I remember when I first started listening to rock music - well, not even rock music, it was Aerosmith and nothing but Aerosmith at this point - my Dad brought home a stack of LPs that he’d borrowed from a friend for me to listen to. Amongst this pile was several AC/DC albums - all from their classic 1970s period.

This was the first time I had been subjected to AC/DC, and even before listening to them, I was in awe of the covers; and the one I remember being blown away the most by was this one - their first live album, recorded during the Powerage world tour.
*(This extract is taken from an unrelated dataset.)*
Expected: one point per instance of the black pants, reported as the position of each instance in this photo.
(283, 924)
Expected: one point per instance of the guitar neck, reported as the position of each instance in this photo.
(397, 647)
On the front cover, an out of focus shot of Angus Young impaling himself in the gut with his Gibson SG, with Bon Scott leering over his shoulder, holding onto his microphone. On the reverse, a similarly blurry shot of a now lifeless Young, lying face down with the headstock of his guitar poking through the back of his bloodied white school shirt. You can talk about classic album covers all day long, but this one is a real peach. In terms of a cover describing a band’s sound, this one really gets it down perfectly.

As well as introducing me to AC/DC, this album also gave me a love of the song Riff Raff. Underrated and underplayed by the band, this is a real gem and used perfectly here as their show-opener. You know that guitar sound that comes out of the speakers after the first line of vocals in the song? That’s Young bending an entire open-D cord. Beautiful. I’ve broken many guitar strings doing this very trick.

It’s odd that AC/DC have never really been able to capture their live sound in the studio. They sound as good as anybody in the studio - especially from Powerage onwards - but recorded live they sound like a completely different band. That’s probably the reason they’ve never released a greatest hits record - their live records are their greatest hits.

Hit: Let There Be Rock

Hidden Gem: Riff Raff

Monday, June 4, 2012

Rocks In The Attic #55: Elastica - ‘Elastica’ (1995)

This is an odd little record. Fifteen songs breeze by in less than forty minutes. There’s one song over four minutes, a couple at the three minute mark, and then all the rest chalk up between one and two minutes. How punk is that?

I probably bought this album purely for Connection, and from the sticker inside the sleeve I seem to have bought it from the Vinyl Exchange on Oldham Street in Manchester for £12. Not bad considering that, as the Vinyl Exchange sticker proudly states, it’s in mint condition and comes with a free 12-page booklet and a flexi-disc.

The flexi-disc - a cover of Adam Ant’s Cleopatra is pretty good. Well, at least it doesn’t sound as bad as the flexi-discs you would get free in Look-In magazine in the 80s. There’s no surface noise and it plays just like a standard 7”.

This is a pretty good album - with plenty of catchy songs. At the end of the day though, you can never have enough albums with a photo of the band standing in front of a brick wall on the cover. It should be mandatory, for debut albums at least.